The horsekick data give the number of soldiers in the Prussian cavalry killed by horse kicks, by corp membership and by year. The years are from 1875 to 1894, and there are 14 different cavalry corps: the first column corresponds to the guard corp and the other columns to corps 1 through 11, 14, and 15.
The data are famous because they seem to fit the Poisson model reasonably well. Source
You will likely need to reformat the data.
a. Test whether there were differences in the number of deaths between companies.
b. Was any year particularly bad for deaths?
For the unit recap, we will use the “state.x77” dataset that comes preloaded in R.

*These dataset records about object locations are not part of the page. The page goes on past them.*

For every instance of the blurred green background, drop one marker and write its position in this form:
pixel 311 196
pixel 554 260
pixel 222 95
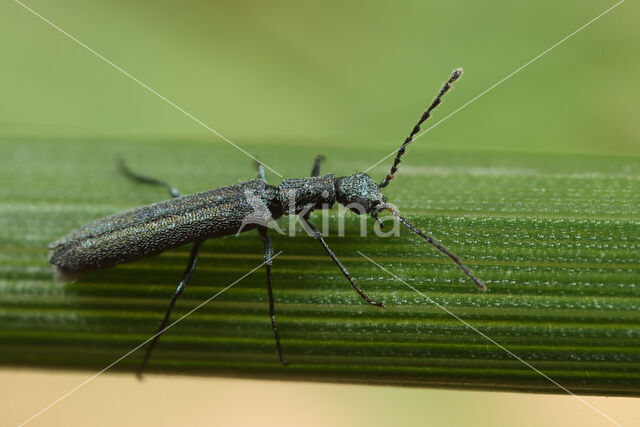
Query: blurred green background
pixel 322 73
pixel 319 75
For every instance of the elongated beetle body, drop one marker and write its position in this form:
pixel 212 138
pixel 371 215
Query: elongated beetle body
pixel 149 230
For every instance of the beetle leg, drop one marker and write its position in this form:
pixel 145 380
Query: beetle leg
pixel 260 169
pixel 318 236
pixel 122 167
pixel 268 255
pixel 316 165
pixel 193 259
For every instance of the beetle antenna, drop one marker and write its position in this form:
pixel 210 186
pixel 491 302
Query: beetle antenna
pixel 479 283
pixel 455 75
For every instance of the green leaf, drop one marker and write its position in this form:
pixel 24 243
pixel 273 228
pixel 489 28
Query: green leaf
pixel 554 236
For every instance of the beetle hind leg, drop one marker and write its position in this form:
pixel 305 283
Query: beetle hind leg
pixel 124 169
pixel 268 255
pixel 193 259
pixel 315 171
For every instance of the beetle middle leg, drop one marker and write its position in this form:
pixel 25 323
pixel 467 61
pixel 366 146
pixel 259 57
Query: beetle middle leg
pixel 268 255
pixel 124 169
pixel 318 236
pixel 193 259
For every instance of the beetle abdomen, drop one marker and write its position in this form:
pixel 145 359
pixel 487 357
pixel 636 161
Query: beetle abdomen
pixel 149 230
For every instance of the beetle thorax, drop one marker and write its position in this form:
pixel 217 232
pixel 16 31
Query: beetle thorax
pixel 306 194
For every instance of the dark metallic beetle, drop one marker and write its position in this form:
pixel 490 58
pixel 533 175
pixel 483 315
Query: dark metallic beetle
pixel 149 230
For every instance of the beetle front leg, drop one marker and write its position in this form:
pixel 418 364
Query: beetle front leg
pixel 268 255
pixel 318 236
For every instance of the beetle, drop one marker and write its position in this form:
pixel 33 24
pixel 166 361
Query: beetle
pixel 149 230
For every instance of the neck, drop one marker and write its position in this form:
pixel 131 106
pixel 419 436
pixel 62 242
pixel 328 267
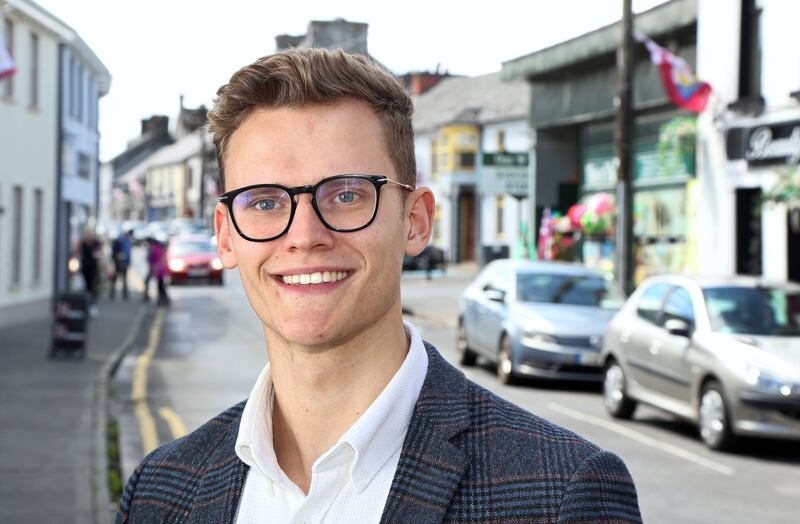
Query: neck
pixel 321 392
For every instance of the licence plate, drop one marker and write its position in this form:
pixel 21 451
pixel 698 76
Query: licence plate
pixel 589 359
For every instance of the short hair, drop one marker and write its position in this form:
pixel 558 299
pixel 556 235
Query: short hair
pixel 299 77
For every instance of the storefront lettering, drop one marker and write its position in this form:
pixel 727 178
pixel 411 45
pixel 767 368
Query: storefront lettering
pixel 762 146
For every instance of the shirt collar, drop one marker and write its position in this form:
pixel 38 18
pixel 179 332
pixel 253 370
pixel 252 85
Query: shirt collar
pixel 374 437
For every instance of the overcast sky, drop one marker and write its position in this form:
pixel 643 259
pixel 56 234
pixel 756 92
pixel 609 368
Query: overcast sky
pixel 159 49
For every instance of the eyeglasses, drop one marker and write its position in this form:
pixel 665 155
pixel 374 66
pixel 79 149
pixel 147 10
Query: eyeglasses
pixel 343 203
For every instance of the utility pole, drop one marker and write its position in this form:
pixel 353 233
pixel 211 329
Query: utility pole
pixel 623 263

Population Income Illiteracy Life Exp Murder HS Grad Frost Area Alabama 3615 3624 2.1 69.05 15.1 41.3 20 50708 Alaska 365 6315 1.5 69.31 11.3 66.7 152 566432 Arizona 2212 4530 1.8 70.55 7.8 58.1 15 113417 Arkansas 2110 3378 1.9 70.66 10.1 39.9 65 51945 California 21198 5114 1.1 71.71 10.3 62.6 20 156361 Colorado 2541 4884 0.7 72.06 6.8 63.9 166 103766
a. Check the structure of your data.
b. Convert it into a data frame.
c. Rename problematic variable names in your new data frame.

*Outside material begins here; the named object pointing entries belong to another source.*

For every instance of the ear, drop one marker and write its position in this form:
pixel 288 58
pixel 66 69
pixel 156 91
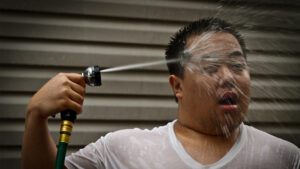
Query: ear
pixel 176 84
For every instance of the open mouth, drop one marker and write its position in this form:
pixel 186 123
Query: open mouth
pixel 228 102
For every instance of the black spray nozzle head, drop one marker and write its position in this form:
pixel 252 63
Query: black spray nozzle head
pixel 92 76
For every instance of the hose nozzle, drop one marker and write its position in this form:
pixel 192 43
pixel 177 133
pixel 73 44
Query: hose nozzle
pixel 92 76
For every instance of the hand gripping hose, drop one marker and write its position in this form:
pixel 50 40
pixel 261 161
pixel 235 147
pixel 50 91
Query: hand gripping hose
pixel 91 77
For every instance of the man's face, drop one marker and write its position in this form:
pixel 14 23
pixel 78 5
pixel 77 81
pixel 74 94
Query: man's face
pixel 216 84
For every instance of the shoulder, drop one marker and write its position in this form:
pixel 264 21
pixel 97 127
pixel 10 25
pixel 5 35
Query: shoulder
pixel 262 138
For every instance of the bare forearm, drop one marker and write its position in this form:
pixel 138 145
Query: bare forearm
pixel 38 150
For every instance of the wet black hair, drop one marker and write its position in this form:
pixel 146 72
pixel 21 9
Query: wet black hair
pixel 177 45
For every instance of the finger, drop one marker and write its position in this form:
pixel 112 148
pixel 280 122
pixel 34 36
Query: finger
pixel 75 97
pixel 69 104
pixel 76 78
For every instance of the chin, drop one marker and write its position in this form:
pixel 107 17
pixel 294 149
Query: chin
pixel 226 123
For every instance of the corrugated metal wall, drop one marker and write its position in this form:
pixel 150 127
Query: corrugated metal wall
pixel 38 39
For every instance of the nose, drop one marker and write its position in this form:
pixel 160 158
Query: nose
pixel 225 77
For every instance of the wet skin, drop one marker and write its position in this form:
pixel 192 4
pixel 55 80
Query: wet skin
pixel 216 72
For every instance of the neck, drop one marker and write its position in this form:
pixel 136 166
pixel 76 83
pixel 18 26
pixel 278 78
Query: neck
pixel 191 133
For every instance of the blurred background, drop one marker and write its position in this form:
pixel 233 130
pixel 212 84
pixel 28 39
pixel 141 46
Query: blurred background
pixel 39 39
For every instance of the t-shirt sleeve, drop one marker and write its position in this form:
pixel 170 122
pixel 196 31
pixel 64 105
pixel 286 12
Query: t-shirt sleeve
pixel 90 157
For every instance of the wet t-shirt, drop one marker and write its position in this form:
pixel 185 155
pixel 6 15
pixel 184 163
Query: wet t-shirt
pixel 160 149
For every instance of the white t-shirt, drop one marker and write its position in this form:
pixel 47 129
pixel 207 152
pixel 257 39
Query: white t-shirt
pixel 160 149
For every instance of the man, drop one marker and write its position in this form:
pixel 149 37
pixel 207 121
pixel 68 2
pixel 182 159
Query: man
pixel 211 84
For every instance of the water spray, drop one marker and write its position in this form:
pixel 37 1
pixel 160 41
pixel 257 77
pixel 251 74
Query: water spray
pixel 92 77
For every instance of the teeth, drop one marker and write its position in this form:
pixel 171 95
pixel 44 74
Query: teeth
pixel 228 101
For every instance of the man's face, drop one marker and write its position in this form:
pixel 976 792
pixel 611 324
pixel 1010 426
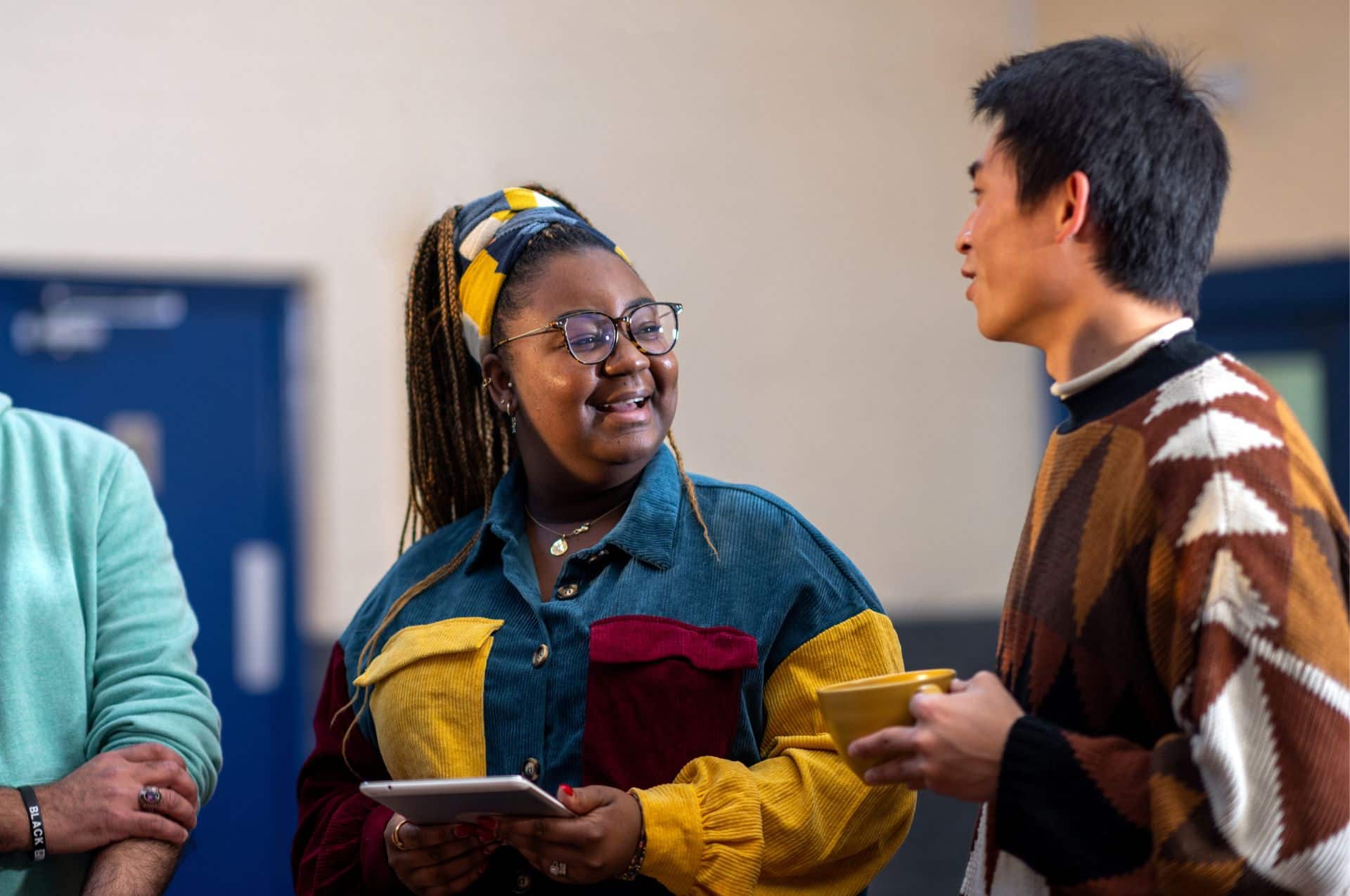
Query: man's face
pixel 1010 254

a. Explore the data in the following ways to identify variables associated with life expectancy (identify at least 2) i. Using pairwise plots of variables i.e. plot the dataset ii. Using a PCA and associated biplot (if you’re having trouble reading the plot, either get rid of your row names, or scale your point size down with the cex = argument).
b. Do a simple regression for each association identified. Which one fits best?
c. Plot each of these associations. Make sure to give your plots proper axis labels and a title. Add the fitted line to each plot, give it a color other than black, and double its line width.
d. Now do a multiple regression with all of your predictors. Are all the predictors you identified in 2a still important?
a. Maybe we have an expectation that there’s an important threshold at 50% high school graduation rate, and wish to model this. Convert the high school graduation variable into a binary dummy variable, where <50% is 0 and >50% is 1.
b. Model your new binomial graduation variable with logistic regression, using any predictor you think might be important.
c. Plot this relationship, give your plot proper labels, and include the fitted logistic regression line (which you’ll have to predict)
a. Check the distribution of the population variable. Does it appear normal? What kind of model is needed for this type of data?
b. Check the distribution of the area variable. Does it appear normal?
c. Lets model population as a function of area
i. Transform your predictor (area) so that its normally distributed.
ii. Make the model. Is area a significant predictor of population?
iii. Model this relationship without specifying the family argument (i.e. make glm() think your response variable is normally distributed). Is area still important?
You will need to write R code to answer each of the questions.
Please format your answers as follows:
Copy and paste each question, commented out. This ensures that we know which answer corresponds to which question.
Write your R code answer below each question.
It should look something like this:
# LAB: Unit 1. Lab 1 # Your Name # Put your name here # 1. Add 7 and 3,456. 7 + 3456 # 2. Assign this value to an object x <- 7 + 3456
Log into Canvas.
Go to the Assignments page.
Under ‘Labs’, you should find the correct assignment.
Copy and paste your R code into the text box.
Click ‘Submit Assignment’.
You are permitted to submit your answers as many times as you like within each Unit.
Answers will be graded two or three times a week and re-opened if you submit early.
Each lab will close at its respective deadline (see Canvas).
Final grades for each lab will be computed and entered into the Canvas gradebook at the end of each Unit.